Even though I grew up in starvation, I had never experienced a stronger craving.
The drug was (still is) beautiful too. Always too small for her age, with the same long black braid, sterling-grey eyes and olive-toned skin fraught with scars both big and small.
She went on several trips and met people that erased all marks from her skin (though the first and the third added more) but then those regular trips stopped and she grew those scars back.
The first few times, I grew back with them, but then time and fate didn't let me, and I stopped growing and left instead.
Then the craving started and everything else stopped.
The first drug I turned to was ignorance, enhanced with a touch of routine. I did things as normal as I could, as best as I could – taking out the trash, doing my work well, consuming regular food and regular water.
When that didn't work, I tried drugs similar (yet so different) to the one I was hiding from. Ones with alabaster, golden or brown skin, blue, green, brown or grey (but never sterling-silver grey) eyes, dark, light or medium-toned hair.
When that didn't help either, I went for the last possible remedy – one that that first drug's mentor had turned to. I heard that it helped somewhat. Although I knew it never would do a complete job, I was desperate for whatever little nugget of relief I could get my hands on.
I went to that mentor first, since he had the biggest supply of it, more than anyone I had ever heard of. He agreed to share with me, grudgingly happy that he had a brother in his drunken misery.
And we were brothers, partners, laughing manically till the sun went down and till it went up, until a roaring (Roary?) lion found me.
He'd been just a baby the day my misadventure started, safe in the cradle of my mother's arms. Young enough that he did not understand a word of what my father told me. Young and lucky enough that he did not have the insanity to see what I put upon myself to see.
He found me only five minutes ago, and he's sitting across from me now, talking to me, trying to convince me to get my face out of that bottle and go home before it does permanent damage to my body.

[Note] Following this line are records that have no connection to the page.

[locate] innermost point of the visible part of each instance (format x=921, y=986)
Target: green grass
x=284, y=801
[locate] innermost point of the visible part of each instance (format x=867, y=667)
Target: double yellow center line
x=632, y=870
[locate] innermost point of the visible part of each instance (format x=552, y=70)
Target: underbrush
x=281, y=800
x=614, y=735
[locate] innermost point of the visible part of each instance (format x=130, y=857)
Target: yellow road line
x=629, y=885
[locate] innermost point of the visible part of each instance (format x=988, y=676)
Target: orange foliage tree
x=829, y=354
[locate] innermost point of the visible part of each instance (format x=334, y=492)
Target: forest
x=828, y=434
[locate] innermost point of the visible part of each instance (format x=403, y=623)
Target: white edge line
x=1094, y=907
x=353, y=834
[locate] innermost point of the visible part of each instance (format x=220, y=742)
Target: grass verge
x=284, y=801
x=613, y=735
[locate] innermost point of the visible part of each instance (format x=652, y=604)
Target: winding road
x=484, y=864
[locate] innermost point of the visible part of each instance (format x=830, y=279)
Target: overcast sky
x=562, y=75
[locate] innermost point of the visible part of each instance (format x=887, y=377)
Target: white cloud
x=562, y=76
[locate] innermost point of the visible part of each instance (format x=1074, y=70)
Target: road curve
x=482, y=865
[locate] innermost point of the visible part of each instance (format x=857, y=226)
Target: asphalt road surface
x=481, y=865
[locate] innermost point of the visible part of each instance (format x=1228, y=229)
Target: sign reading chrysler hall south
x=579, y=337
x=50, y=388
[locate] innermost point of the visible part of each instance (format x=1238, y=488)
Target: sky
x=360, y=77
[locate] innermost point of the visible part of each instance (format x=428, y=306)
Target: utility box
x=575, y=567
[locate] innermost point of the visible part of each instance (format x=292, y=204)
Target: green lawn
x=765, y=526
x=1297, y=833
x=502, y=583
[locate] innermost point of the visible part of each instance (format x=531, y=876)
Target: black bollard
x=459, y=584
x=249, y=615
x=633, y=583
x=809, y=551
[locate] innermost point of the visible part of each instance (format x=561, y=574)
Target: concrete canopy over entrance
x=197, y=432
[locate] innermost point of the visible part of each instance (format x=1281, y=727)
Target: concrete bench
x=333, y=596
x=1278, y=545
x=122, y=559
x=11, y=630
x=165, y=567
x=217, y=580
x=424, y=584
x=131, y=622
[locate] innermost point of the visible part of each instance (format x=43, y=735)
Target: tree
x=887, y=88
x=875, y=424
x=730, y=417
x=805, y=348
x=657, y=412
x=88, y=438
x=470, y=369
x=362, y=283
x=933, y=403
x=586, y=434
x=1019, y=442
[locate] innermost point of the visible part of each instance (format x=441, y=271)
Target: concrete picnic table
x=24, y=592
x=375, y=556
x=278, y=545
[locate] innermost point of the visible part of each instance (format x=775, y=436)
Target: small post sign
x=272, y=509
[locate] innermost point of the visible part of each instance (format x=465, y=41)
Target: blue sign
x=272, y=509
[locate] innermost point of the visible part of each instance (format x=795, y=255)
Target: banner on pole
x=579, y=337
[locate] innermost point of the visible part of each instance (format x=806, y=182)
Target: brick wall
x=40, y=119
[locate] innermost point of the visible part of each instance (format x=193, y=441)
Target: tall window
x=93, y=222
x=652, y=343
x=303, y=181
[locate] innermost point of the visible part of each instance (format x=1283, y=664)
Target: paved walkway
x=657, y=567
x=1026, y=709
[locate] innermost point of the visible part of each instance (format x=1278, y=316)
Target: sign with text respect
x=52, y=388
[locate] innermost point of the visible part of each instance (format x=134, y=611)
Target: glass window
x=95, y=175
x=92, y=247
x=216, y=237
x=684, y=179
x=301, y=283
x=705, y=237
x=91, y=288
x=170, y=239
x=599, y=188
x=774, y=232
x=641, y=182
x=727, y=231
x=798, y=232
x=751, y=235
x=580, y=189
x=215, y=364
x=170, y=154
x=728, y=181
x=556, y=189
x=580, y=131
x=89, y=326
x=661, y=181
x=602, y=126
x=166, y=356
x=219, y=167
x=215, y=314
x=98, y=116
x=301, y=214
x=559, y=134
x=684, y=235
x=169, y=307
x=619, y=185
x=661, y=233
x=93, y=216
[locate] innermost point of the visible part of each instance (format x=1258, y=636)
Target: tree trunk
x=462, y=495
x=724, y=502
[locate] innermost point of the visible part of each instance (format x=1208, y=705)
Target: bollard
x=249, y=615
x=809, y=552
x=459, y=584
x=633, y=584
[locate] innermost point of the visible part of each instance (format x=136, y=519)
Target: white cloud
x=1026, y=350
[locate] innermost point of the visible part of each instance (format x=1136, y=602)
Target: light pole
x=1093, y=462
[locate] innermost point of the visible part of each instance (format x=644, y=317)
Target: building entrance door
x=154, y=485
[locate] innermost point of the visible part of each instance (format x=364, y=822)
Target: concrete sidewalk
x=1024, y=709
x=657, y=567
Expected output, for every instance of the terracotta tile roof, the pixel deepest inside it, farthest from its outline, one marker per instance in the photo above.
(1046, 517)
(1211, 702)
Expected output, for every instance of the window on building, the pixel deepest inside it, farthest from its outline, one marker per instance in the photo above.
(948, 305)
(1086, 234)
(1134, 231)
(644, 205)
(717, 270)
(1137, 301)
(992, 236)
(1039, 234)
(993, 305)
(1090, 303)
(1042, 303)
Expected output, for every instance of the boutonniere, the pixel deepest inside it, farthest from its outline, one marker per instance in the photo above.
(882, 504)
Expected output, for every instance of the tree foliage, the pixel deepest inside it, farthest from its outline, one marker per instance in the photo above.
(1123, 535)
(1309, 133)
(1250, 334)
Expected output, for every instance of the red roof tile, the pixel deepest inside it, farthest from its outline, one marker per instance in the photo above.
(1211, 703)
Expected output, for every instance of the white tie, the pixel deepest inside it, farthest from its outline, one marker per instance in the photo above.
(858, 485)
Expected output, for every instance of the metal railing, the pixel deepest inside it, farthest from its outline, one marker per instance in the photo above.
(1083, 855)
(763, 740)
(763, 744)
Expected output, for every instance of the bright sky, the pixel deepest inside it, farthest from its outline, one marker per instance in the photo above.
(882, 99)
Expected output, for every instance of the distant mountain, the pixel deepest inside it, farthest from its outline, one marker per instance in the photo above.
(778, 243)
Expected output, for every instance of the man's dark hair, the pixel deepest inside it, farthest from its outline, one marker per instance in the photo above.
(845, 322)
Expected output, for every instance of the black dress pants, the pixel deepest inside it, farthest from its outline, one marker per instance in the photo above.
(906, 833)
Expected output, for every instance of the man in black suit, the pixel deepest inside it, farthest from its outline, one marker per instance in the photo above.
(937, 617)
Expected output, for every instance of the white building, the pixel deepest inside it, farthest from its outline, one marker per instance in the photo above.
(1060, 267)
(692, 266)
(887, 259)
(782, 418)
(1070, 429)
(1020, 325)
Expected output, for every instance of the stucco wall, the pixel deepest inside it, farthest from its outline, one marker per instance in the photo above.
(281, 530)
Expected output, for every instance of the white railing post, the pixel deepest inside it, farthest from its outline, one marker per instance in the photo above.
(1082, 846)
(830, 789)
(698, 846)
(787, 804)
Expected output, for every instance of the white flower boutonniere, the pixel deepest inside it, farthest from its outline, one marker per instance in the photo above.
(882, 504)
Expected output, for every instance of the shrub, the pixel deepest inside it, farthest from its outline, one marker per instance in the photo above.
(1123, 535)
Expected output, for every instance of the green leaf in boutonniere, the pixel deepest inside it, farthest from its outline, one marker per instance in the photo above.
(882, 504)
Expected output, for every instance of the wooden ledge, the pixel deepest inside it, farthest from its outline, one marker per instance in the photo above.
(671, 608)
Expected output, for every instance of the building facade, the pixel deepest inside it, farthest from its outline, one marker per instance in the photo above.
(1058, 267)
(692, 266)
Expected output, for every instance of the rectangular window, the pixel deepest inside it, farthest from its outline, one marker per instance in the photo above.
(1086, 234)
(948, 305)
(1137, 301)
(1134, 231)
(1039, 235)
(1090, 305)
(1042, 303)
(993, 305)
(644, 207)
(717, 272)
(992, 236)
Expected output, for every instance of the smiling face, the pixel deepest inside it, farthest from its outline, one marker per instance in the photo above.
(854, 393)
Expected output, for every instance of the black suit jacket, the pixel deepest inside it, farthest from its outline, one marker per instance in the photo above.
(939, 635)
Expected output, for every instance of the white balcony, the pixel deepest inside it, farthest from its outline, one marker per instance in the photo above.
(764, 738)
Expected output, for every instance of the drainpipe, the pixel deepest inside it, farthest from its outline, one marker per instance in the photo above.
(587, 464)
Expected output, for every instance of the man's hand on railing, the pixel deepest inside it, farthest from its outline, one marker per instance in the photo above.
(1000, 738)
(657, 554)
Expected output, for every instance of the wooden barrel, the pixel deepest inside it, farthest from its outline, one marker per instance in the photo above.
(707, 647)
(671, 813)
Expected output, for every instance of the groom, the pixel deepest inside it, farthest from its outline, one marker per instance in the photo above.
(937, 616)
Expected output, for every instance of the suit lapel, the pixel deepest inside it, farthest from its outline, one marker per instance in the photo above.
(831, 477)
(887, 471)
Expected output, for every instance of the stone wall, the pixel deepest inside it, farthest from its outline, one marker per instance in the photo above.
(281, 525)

"But damage to my harrt," I slur at him. "Why no damage to body?"
"Goo' one boy," the mentor says, laughing wickedly.
But the lion doesn't think it's so funny. He stands up from the chair, towering way above me. When did he grow so tall? I wonder idly. Lions don't grow so tall.
He snatches the bottle away and crushes it in his hand. Fiery liquor flies everywhere and dark red blood runs down his hand, which has green shards of glass poking out of it, but he doesn't seem to notice. He just takes me by the arm and drags me out the door, too fast for me to grab another bottle.
"I know the liquor feels like fire going down the throat," the lion says softly and very uncharacteristically, looking down at me. "You like fire, Gale, my long-lost brother? It'll be good if you do. What you need is the girl on fire."